HOOFDSTUK VII Strafbepalingen

Artikel 23
  • 1. Overtreding van of handelen in strijd met het bepaalde bij de artikelen 11, 12, tweede lid, 20, en 21, eerste lid of krachtens artikel 13, is voor zover opzettelijk begaan, een misdrijf en wordt gestraft hetzij met gevangenisstraf van ten hoogste vier jaren, hetzij met geldboete van ten hoogste vijfhonderd-duizend gulden, hetzij met beide straffen.

  • 2. Overtreding van de bepalingen, bedoeld in het eerste lid is, voor zover niet opzettelijk begaan, een overtreding en wordt gestraft hetzij met hechtenis van ten hoogste een jaar, hetzij met geldboete van ten hoogste tweehonderdvijftigduizend gulden, hetzij met beide straffen.

Artikel 24

Met de opsporing van de bij artikel 23 strafbaar gestelde feiten zijn behalve de bij artikel 8 van het van het Wetboek van Strafvordering van de Nederlandse Antillen aangewezen personen, belast de bij landsbesluit aangewezen ambtenaren en andere personen. Zij kunnen te allen tijde inzage vorderen van alle bescheiden waarvan naar hun redelijk oordeel inzage voor de vervulling van hun taak noodzakelijk is.

Artikel 25

[ervallen]v

HOOFDSTUK VIII Slotbepalingen

Artikel 26
  • 1. Deze landsverordening treedt in werking op een bij landsbesluit te bepalen tijdstip.

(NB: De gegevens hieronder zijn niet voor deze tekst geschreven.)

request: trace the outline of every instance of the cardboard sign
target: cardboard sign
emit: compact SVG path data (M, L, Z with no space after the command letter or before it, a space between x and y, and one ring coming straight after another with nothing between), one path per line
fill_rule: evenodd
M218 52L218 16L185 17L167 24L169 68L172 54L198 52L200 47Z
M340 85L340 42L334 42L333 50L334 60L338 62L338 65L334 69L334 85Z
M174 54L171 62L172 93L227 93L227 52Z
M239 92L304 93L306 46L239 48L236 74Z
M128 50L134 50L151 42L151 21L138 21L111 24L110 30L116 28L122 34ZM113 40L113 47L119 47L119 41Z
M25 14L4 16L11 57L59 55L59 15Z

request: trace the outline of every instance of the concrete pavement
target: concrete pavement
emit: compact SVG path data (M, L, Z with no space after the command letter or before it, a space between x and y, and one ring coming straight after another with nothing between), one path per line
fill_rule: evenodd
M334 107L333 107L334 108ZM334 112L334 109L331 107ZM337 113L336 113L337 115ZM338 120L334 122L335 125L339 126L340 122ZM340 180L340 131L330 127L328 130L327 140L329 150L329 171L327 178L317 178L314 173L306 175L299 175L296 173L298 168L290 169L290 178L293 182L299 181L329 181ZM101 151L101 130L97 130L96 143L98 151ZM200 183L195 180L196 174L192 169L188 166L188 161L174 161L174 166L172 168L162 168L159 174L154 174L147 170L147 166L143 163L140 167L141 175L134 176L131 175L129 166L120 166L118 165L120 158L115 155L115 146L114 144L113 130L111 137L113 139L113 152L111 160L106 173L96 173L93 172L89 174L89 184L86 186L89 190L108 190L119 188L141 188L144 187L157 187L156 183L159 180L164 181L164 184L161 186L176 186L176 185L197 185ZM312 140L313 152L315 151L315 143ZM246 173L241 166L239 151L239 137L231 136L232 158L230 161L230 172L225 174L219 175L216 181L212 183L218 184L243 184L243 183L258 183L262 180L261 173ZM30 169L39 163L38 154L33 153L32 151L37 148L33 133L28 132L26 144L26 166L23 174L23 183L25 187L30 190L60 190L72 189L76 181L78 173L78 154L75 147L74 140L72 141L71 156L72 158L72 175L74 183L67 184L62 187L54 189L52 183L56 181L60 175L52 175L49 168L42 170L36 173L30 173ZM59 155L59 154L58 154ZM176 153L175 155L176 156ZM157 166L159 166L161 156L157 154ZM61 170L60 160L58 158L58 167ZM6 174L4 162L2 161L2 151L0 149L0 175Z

  • 2. Op het tijdstip van inwerkingtreding van deze landsverordening worden, in afwijking van het bepaalde in artikel 10, eerste lid, door de Minister van Financiën en de Minister van Justitie gezamenlijk, gehoord de instanties, bedoeld in artikel 17, eerste lid, onder c en d, zo nodig per daarbij te onderscheiden categorieën transacties, voor een termijn van ten hoogste zes maanden, de indicatoren vastgesteld aan de hand waarvan wordt beoordeeld of een transactie moet worden aangemerkt als een ongebruikelijke transactie.

Artikel 27

Deze landsverordening kan worden aangehaald als: Landsverordening melding ongebruikelijke transacties.